The future of the College Football Playoff will once again be up for debate this offseason as the sport’s biggest leagues battle it out to determine how many teams should be added to the current 12-team field. The Big Ten has long been a proponent of doubling the field with a heavy reliance on multiple automatic bids per conference, while the SEC favors a more limited 16-team field with 11 at-large bids.

Earlier this month, an internal document detailing the Big Ten’s 24-team proposal was distributed among league power brokers and leaked by ESPN. The document included an image of the full 24-team bracket using 2025’s final rankings with two rounds of on-campus home games.

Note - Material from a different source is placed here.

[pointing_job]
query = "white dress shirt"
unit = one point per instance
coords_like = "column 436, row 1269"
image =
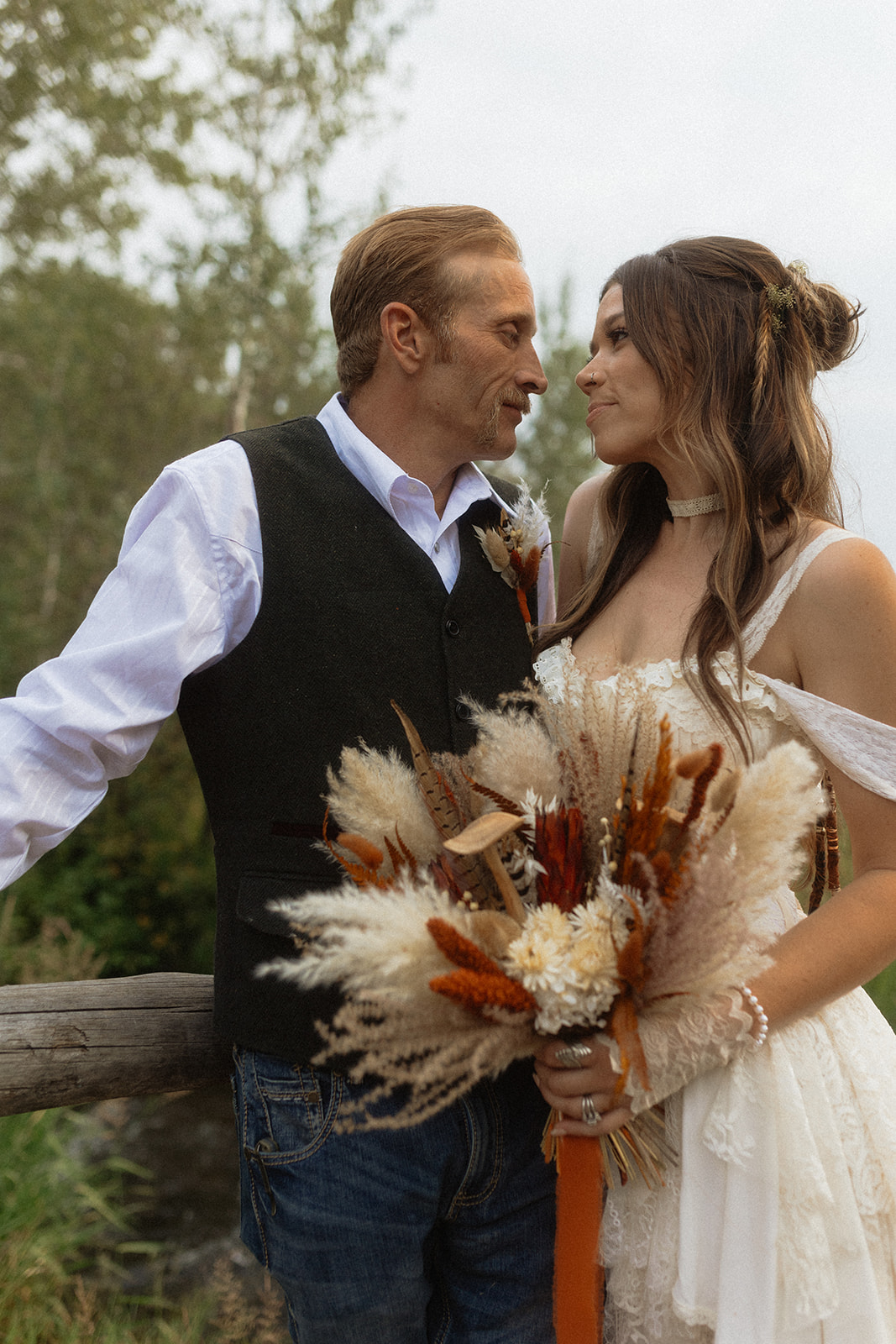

Indiana head coach Curt Cignetti, who completed a historic 16-0 run to secure the 2025 CFP national championship, recently weighed in on his preferred expansion proposal during Monday’s appearance on the Always College Football podcast with Greg McElroy. And, like the good Big Ten soldier that he is, Cignetti toed the company line and backed his league’s 24-team model.

“I know we’re going to go through a change here at some point and time, there’s a discussion out there about it. It’s a great system, the more teams you can get involved the better, within reason,” Cignetti told McElroy. “… Being that I’m a part of the Big Ten Conference, I have a lot of respect for Tony Petitti, and he supports a 24-team Playoff, (so) I’m going to follow the company line there. But I do think more than 12 would not be a bad thing.”

Curt Cignetti: ‘Just tell me what the format is going to be, and we’ll show up and play’

The CFP management committee, which is made up of 10 FBS conference commissioners and Notre Dame’s athletic director, met for three and a half hours in mid-January ahead of the national championship game in Miami to discuss future expansion. And, once again, those meetings ended with no resolution as the sport’s two wealthiest conferences remain at an stalemate, while the other FBS leagues are ready to go to 16 teams, according to On3’s Pete Nakos.

That impasse prompted the CFP to announce the Playoff would remain at 16 teams in 2026, with any future expansion decisions impacting the 2027-28 CFP at the earliest. The deadline to expand the CFP for the 2027 season is Dec. 1. In the meantime, coaches like Cignetti are preferring to focus squarely on what they can control, and that’s just making the Playoff field, however big it ultimately gets to.

“I’m not in charge, so my opinion doesn’t count,” Cignetti added. “You just tell me what the format is going to be, and we’ll show up and play if we make it. My job is to make sure we make it.”